連邦準備制度(FRB)が紙幣を発行する仕組みは、1971年のニクソンショック以降のドルが兌換紙幣ではない状況でも、法制度や会計処理によって裏付けが付けられています。ポイントは以下のとおりです。
発行の裏付けと法的制約
- 紙幣は準備銀行の負債であり、担保が必要
連邦準備法第16条では、各地区連銀が発行した「Federal Reserve note(紙幣)」は、その発行残高に相当する資産で完全に担保されなければならないと定めています。担保に使える資産は、(1) 金地金証書、(2) 米国政府債や政府機関債、(3) 特別引出権(SDR)証書、(4) 一部の貸付金や外国通貨、(5) その他の準備銀行の資産など、法で指定された資産です。これは金兌換制度が終わっても残る規定であり、紙幣は「準備銀行の資産に対する第一抵当権」とされているため無制限に出せるものではありません。 - 紙幣自体に米国債購入の義務はない
新たな紙幣を流通させる際に必ず国債を買い付けるという義務はありません。紙幣の流通量は民間銀行からの需要に応じて変動し、追加の紙幣が必要になれば連銀の保管紙幣を銀行に送ります。このとき銀行の連銀預け金口座が減少し、紙幣発行残高が増加するという簿記処理が行われます。この処理は負債内での振り替えに過ぎず、純資産や発行総額は変わりません。
貨幣供給操作と複式簿記
- 準備銀行は公開市場操作で資産と負債を同時に増減する
FRBがマネタリーベースを増やしたい場合、国債や住宅ローン担保証券などを市場から購入し、その代金を売り手の銀行の口座(準備預金)に振り込みます。この操作によりFRBの資産(証券)が増え、同時に負債(銀行準備預金)も増えます。逆に証券を売れば資産と準備預金が減少します。複式簿記では「証券/準備預金」という仕訳で処理され、必ず貸方と借方の両方に計上されます。 - 銀行が紙幣を注文する場合の仕訳
民間銀行が現金需要に応じて連銀に紙幣を注文すると、連銀は紙幣を発送し、同額をその銀行の準備預金口座から引き落とします。この処理ではFRBの負債の構成が「準備預金」から「紙幣発行残高」へ移るだけで、資産側に変動はありません。逆に銀行が余剰紙幣を連銀に返すと、紙幣発行残高は減少し、銀行の準備預金が増加します。 - 担保の会計処理
発行された紙幣は担保が必要なため、各連銀は所持する国債やその他の適格資産を「紙幣担保口座」に移し、紙幣発行残高に見合うよう調整します。紙幣が発行されると「Federal Reserve Notes Outstanding(紙幣発行残高)」口座が貸方(負債)に記帳され、「Federal Reserve Notes Held by Bank and Branches(未発行紙幣)」口座が借方(資産の一部)に計上されます。
結論と要約
- 1971年の金本位制放棄後も、FRBが発行するドル紙幣は連銀の資産で裏付けられ、法的に担保が義務付けられている。

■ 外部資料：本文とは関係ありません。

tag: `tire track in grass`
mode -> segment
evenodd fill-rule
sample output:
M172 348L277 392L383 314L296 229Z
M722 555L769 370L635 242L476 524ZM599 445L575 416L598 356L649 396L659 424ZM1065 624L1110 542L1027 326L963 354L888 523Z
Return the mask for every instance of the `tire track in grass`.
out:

- 新規に紙幣を流通させること自体に国債購入の義務はなく、民間銀行からの現金需要に応じて準備預金と紙幣発行残高の間で負債が振り替えられる。
- マネタリーベース拡大は公開市場操作による資産購入(国債など)で行われ、FRBの負債(準備預金)と資産(証券)が同時に増える。
- 複式簿記では、紙幣の発送や公開市場操作ごとに資産と負債の両側に仕訳が立ち、バランスシートが均衡するよう処理される。
要約すると、FRBはドル紙幣を無制限に「ただ刷る」のではなく、準備銀行の保有資産を担保にして発行しています。紙幣の発行は銀行の準備預金との交換であり、追加の国債購入は必須ではありません。マネタリーベースの拡大は公開市場操作などを通じて資産と負債の両側を拡張する形で行われ、その会計処理は常に複式簿記による記帳に基づいています。